Franck Riester, Minister of Culture, welcomes the completion of the first national qualification campaign for the functions of lecturer and teacher of the National Institutes of Architecture (ENSA).
The establishment of a list of qualifications for the functions of lecturer or professor is one of the missions of the new National Council of Teaching-Researchers of National Institutes of Architecture (CNECEA), installed by the Ministry of Culture on November 5, 2018.
Franck Riester welcomes the work of the CNECEA, chaired by Richard Klein, professor at the Ecole Nationale Supérieure d'Architecture et de Paysage de Lille (ENSAP de Lille), whose two vice-presidents are Béatrice Mariolle, professor at the ENSAP de Lille, and Catherine Deschamps, lecturer at the ENSA in Paris-Val de Seine.

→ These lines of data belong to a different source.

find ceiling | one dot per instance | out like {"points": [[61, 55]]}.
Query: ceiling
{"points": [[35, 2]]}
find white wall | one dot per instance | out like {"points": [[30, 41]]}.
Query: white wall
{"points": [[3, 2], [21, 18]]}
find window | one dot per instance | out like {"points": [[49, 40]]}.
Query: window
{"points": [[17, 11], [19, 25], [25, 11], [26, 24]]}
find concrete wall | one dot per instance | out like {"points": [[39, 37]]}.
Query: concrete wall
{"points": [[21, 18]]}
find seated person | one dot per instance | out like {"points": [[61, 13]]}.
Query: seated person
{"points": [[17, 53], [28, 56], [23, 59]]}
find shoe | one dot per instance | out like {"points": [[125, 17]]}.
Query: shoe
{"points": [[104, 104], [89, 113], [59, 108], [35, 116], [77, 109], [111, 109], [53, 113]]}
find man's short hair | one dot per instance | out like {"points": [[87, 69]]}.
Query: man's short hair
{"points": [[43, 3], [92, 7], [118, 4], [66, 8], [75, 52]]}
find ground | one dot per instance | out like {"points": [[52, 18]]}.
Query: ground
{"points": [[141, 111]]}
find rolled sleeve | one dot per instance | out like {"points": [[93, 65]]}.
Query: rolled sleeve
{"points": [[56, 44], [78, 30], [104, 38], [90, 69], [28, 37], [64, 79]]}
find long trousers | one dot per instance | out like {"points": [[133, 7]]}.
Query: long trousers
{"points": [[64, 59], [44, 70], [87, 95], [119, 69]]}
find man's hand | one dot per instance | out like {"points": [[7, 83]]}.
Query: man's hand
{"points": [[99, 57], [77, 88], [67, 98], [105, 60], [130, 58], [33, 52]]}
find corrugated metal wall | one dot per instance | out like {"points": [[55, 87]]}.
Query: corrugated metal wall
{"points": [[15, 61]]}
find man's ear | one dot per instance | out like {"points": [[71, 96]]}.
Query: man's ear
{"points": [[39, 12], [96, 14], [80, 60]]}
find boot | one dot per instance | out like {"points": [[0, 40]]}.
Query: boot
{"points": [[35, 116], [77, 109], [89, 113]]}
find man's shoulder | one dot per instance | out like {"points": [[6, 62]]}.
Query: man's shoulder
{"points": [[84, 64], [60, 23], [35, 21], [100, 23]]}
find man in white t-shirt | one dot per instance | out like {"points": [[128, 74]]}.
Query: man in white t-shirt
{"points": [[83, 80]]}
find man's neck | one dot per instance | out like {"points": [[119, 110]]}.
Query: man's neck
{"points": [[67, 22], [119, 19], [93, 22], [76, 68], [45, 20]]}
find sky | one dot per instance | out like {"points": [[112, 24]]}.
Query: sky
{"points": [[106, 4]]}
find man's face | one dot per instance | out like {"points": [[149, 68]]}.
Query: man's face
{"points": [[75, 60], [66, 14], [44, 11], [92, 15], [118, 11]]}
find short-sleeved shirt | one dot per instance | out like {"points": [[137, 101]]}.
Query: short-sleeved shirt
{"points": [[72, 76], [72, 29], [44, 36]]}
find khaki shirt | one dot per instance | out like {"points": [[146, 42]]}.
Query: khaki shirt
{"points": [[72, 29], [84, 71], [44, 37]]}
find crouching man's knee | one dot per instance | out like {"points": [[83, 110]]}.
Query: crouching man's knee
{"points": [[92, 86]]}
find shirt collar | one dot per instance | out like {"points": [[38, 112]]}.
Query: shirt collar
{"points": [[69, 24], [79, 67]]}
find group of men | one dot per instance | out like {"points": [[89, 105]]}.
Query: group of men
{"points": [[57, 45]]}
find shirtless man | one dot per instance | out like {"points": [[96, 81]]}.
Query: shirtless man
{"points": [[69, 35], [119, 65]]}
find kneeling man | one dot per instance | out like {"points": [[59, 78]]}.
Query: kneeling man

The CNECEA is composed of 72 members, elected by the ENSA research-teaching community and appointed by the Minister of Culture.
The work carried out by the CNECEA since its installation led, at the end of its plenary session held in early April 2019, to propose to the Minister of Culture, A national list of 488 qualifications for lecturing and 91 qualifications for teaching at national architecture and landscape colleges (ENSAP). This list was made public on April 8, 2019.
Registration on the qualification list allows the winners to participate in the first ENSA teacher-researcher recruitment competitions, which will be open in May 2019, at each institution.
This first qualification campaign represents a further step in the implementation of the ENSA reform, which aims to ensure that institutions and their teaching staff are fully registered in the dynamics of higher education and which participates in the dual academic and professional anchorage of architectural training.
The creation of two faculty-researcher corps strengthens ENSAP’s capacity to provide expertise in support of public policy. It guarantees the excellence of the training delivered in the institutions, supported by research, and thus the competence of young graduates in architecture to provide future answers to the questions of contemporary society, in terms of quality of living environment and ecological and energy transition.